Perioperative Therapy

Role of adjuvant chemotherapy in GBC has not yet been fully elucidated. The majority of recurrences after resection of GBC was found to be distant, emphasizing the systemic nature of GBC and the need for multimodal therapy [61]. In a series of incidental GBC, adjuvant chemotherapy has been shown to be associated with better survival [7]. A meta-analysis of 6712 patients also supported the use of adjuvant therapy after surgery for biliary tract cancers [62]. Until recently, a combination of cisplatin and gemcitabine has been preferred regimen based on the Advanced Biliary Cancer (ABC)-02 trial, which demonstrated in a randomized controlled trial of 410 patients with advanced biliary tract malignancies (149 patients with GBC) [63]. Results showed an overall survival of 11.7 months for cisplatin plus gemcitabine versus 8.1 months for gemcitabine alone. However, the overall application was less than 30% and treatment benefit was small [64]. A recent BILCAP (BILiary CAPecitabine) randomized controlled trial in 447 patients showed that 6 months of adjuvant capecitabine improved overall survival compared to placebo [65]. Thus, this regimen is currently recommended after the re-resection of incidental GBC [66]. Current guidelines and consensus statements recommend adjuvant chemotherapy for any T2 disease and above with N1 disease, given the high risk of recurrence and nodal involvement [8, 67].

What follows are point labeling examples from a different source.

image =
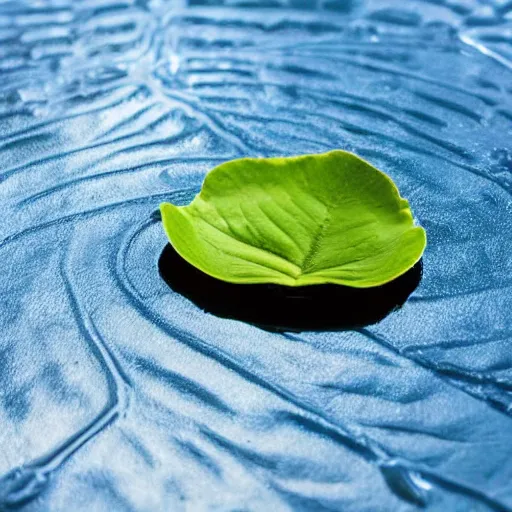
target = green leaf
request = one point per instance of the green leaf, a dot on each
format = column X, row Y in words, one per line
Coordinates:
column 329, row 218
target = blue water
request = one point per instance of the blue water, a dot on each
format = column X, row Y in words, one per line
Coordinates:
column 117, row 393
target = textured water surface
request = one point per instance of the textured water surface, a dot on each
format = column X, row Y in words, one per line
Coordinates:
column 117, row 393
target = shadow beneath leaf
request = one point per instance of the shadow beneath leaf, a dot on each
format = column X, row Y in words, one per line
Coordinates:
column 283, row 308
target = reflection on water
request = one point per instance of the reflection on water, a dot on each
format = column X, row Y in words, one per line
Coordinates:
column 118, row 393
column 280, row 308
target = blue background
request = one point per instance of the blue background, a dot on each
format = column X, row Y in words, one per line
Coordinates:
column 118, row 394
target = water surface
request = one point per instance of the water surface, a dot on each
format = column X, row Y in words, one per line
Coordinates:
column 117, row 393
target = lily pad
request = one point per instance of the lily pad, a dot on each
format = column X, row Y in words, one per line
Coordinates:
column 296, row 221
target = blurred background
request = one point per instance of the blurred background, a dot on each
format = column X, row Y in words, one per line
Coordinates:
column 117, row 393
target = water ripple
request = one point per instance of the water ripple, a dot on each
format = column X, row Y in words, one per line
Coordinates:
column 115, row 392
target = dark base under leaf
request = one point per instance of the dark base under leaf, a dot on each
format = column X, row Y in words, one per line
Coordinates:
column 282, row 308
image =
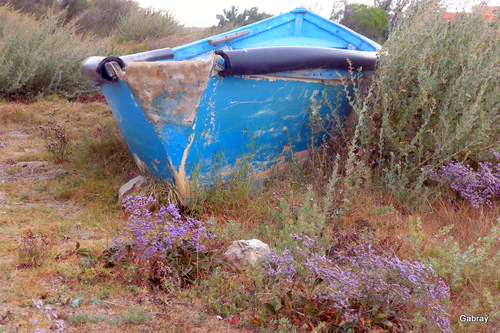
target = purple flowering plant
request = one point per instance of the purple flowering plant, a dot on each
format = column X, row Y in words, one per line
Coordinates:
column 361, row 289
column 162, row 244
column 479, row 187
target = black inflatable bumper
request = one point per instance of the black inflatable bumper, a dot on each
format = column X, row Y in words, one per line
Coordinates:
column 266, row 60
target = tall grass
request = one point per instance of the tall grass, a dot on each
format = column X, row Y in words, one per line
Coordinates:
column 147, row 24
column 40, row 57
column 435, row 97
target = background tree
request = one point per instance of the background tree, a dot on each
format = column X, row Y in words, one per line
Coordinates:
column 393, row 9
column 369, row 21
column 231, row 19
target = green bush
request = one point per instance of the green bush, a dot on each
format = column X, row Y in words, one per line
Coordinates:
column 434, row 99
column 147, row 24
column 40, row 57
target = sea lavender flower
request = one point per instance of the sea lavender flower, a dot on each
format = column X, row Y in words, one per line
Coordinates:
column 152, row 234
column 364, row 277
column 478, row 187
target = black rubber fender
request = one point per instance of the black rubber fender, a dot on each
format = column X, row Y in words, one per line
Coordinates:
column 267, row 60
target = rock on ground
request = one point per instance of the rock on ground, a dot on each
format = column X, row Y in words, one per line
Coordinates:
column 247, row 251
column 132, row 185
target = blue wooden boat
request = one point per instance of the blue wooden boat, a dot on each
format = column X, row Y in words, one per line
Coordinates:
column 248, row 91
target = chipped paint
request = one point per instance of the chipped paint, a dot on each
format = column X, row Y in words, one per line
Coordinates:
column 272, row 78
column 140, row 164
column 168, row 91
column 180, row 177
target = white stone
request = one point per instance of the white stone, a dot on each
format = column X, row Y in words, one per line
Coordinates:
column 248, row 251
column 132, row 185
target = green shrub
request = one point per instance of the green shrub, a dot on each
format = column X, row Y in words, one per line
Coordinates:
column 434, row 99
column 40, row 57
column 147, row 24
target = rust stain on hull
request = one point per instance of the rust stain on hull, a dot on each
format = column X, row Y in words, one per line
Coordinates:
column 169, row 91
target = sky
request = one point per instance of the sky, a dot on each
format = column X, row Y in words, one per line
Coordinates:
column 201, row 13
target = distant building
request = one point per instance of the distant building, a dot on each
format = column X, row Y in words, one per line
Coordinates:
column 491, row 12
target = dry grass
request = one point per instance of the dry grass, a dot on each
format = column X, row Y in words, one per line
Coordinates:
column 76, row 202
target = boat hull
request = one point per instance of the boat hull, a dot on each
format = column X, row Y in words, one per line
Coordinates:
column 205, row 107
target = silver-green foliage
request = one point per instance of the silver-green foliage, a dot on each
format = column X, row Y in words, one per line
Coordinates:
column 435, row 96
column 42, row 56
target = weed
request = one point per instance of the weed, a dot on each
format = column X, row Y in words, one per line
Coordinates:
column 162, row 247
column 56, row 140
column 42, row 56
column 363, row 286
column 33, row 249
column 427, row 107
column 81, row 318
column 478, row 187
column 147, row 24
column 135, row 316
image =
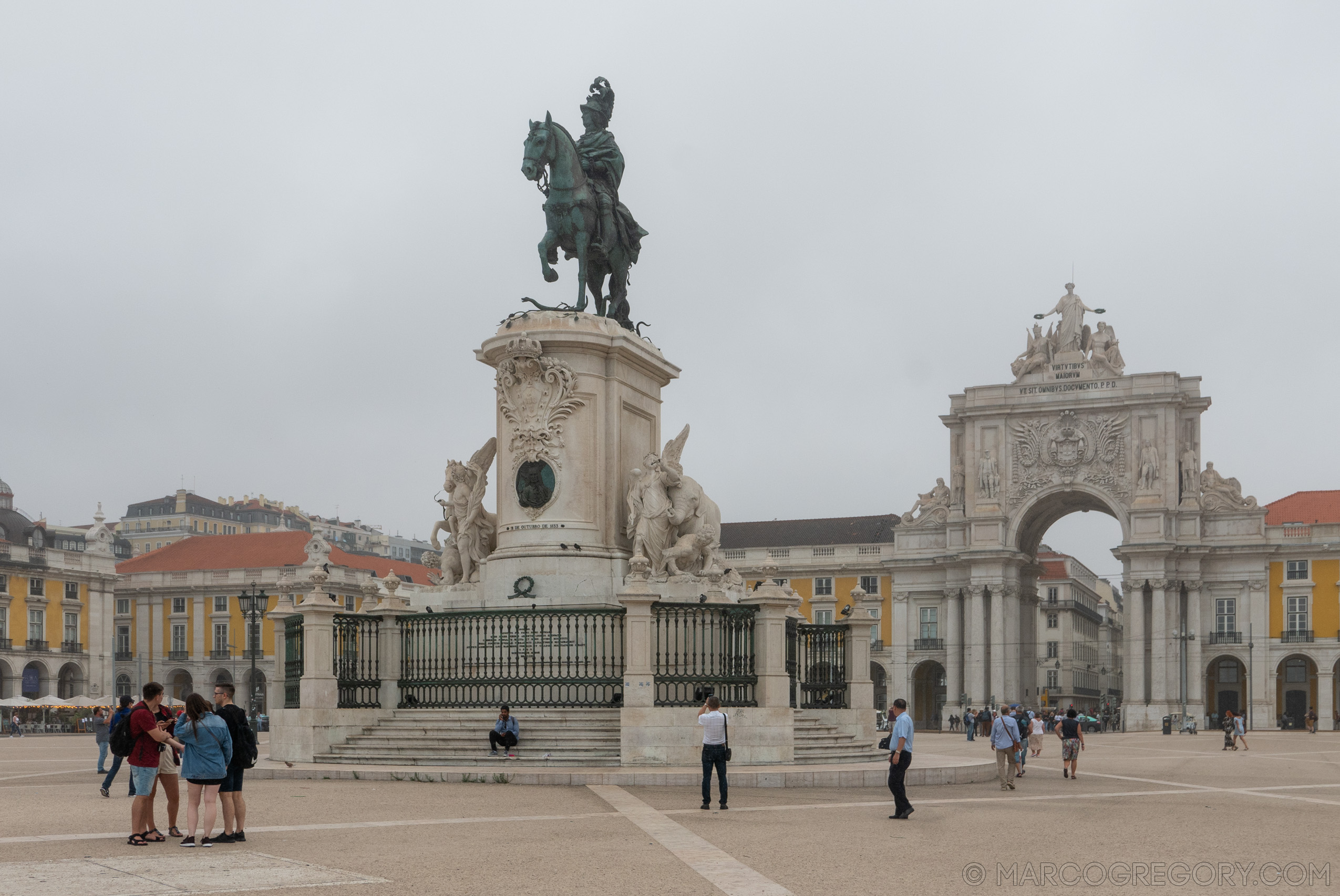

In terms of radiotherapy, the utility in adjuvant setting has not been proven. There are no randomized trials for radiotherapy and is only performed in some centers. Currently, chemoradiation is recommended only in microscopically positive surgical resection margin (R1 resection) [66]. There is no evidence for the use of neoadjuvant therapy prior to re-resection.

Conclusion

GBC is a rare yet fatal disease. Most cases are discovered incidentally while treating a benign disease, indicating the importance of surveillance during laparoscopic cholecystectomy. Incidental GBC is generally diagnosed at an earlier stage and carries a better prognosis than nonincidental GBC. Therapy can be multimodal yet surgical intervention is the mainstay of GBC treatment. A simple cholecystectomy is adequate for GBC contained within mucosa (Tis, T1a). For T1b and above, reoperation for incidental GBC should have two fundamental objectives: R0 resection and clearance of the locoregional lymph nodes. The role of adjuvant therapy needs further investigation in better detail and for subgroups. Until then, adjuvant capecitabine seems to improve oncologic outcomes. Due to the rarity of the disease, efforts to recruit patients into ongoing multicenter clinical trials and further prospective studies are warranted for a better understanding of incidental GBC.